“The Lemon Queen of Louella Street” | by Chelsea Judge | Bless Her Heart & Mine Too | Sep, 2025

No one ever dared challenge Miss Arlinda May on two things: her lemon chess pie recipe and her ability to hold a grudge.
She was the kind of woman who wore floral muumuus year-round and kept her yard so pristine, even the squirrels tiptoed across it. Every September, just as the heat started loosening its grip on our little South Carolina town, Arlinda would prop open her screen door and set a handwritten sign on her porch steps:
“Lemon Pie Slices — $3.00. One Per Customer. No Exceptions.”
It wasn’t the pie that brought all the fuss — though Lord knows it was good — it was the drama that came with it.
See, Arlinda had a gift for collecting secrets. Folks came for the pie, but they stayed to talk. Divorcees, tired mamas, grumpy husbands, and even the town librarian all somehow ended up in that lemon-scented kitchen, spilling their guts over a chipped Formica table and a slice of something holy.
She never judged, just listened. Well… mostly listened. Sometimes she raised a brow so high it looked like it had plans of its own.
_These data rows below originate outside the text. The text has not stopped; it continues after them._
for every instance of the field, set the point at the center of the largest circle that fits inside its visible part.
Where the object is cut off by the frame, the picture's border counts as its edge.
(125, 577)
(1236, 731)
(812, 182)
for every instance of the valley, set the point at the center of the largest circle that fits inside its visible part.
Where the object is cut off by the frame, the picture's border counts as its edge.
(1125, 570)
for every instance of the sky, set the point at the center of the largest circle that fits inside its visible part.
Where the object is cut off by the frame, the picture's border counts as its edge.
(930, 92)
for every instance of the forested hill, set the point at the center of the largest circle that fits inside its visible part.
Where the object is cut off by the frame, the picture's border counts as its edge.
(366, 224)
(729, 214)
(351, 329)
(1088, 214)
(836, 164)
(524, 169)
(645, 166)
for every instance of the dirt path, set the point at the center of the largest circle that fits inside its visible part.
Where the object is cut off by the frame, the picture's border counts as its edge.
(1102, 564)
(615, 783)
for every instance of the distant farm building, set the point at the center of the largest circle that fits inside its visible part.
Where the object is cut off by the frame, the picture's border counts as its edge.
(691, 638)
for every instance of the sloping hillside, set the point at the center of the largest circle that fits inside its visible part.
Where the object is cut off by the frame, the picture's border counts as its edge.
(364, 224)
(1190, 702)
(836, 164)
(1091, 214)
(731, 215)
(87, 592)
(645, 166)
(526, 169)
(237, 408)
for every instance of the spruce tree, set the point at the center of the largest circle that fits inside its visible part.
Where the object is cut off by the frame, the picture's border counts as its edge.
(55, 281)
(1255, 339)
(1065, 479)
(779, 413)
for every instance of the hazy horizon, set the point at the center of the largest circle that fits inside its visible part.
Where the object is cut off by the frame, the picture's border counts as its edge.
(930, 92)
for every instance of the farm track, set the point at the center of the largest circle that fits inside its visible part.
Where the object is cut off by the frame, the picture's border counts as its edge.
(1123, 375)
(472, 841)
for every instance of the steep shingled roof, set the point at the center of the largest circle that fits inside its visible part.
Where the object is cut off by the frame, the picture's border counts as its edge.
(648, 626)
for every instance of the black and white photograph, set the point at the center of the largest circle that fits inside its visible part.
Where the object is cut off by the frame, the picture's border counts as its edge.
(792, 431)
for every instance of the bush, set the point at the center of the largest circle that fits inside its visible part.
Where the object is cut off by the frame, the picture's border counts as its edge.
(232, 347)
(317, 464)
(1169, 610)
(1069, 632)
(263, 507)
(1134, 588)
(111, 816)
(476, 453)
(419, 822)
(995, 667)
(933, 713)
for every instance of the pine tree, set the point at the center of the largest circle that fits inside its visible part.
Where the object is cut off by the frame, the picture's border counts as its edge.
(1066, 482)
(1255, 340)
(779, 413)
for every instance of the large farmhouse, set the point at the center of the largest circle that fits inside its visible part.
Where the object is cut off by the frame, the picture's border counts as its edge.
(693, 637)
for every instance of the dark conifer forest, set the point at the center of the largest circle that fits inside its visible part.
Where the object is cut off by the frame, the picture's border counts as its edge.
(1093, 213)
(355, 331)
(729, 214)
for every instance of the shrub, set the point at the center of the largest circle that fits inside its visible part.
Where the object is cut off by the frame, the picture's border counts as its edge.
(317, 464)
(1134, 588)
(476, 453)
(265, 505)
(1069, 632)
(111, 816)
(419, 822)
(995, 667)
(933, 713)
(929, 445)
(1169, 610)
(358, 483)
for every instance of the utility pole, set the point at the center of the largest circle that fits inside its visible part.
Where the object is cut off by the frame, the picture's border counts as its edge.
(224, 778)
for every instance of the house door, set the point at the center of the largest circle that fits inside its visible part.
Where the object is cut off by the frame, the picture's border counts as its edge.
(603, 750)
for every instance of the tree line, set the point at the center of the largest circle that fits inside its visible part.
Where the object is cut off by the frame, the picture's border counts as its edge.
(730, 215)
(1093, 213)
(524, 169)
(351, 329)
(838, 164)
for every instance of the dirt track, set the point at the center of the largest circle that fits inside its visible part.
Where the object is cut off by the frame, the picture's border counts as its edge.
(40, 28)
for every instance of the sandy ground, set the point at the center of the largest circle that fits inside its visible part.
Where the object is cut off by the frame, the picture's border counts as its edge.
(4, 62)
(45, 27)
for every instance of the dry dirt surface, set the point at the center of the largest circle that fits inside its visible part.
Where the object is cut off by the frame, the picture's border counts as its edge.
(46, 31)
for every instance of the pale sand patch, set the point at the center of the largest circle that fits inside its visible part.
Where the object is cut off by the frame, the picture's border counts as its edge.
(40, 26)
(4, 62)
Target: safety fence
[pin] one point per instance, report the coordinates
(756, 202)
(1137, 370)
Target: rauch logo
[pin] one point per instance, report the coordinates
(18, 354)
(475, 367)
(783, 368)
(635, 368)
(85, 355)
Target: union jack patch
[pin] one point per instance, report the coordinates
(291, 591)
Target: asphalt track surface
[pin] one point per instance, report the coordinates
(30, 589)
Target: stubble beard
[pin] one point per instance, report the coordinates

But that one September, things changed.
Arlinda stopped selling pie for three weeks straight. The town buzzed. Was she sick? Was she mad? Did someone have the audacity to suggest the grocery store’s frozen lemon squares were better?
Turns out, her youngest niece — Tasha, a hotshot marketing student up in Charlotte — had paid her a surprise visit. Tasha took one bite of the pie and immediately declared it “an untapped business empire.” Arlinda didn’t know what empire meant, but she didn’t like the sound of it.
Tasha had big ideas. A website. Labels. Something called “branding.” She even took Arlinda’s pie to a food truck festival without asking — and won second place. Second. Not first. And that was the real offense.
When Arlinda found out, she didn’t yell. She just sat real still, dabbed the corners of her mouth, and said, “Well… I reckon the devil markets too, don’t he?”
Tasha left early the next morning.
The following Saturday, a new sign appeared.
“Pie Slices — $3.00. Two if you’ve had a bad week. No influencers.”
And the line was longer than ever.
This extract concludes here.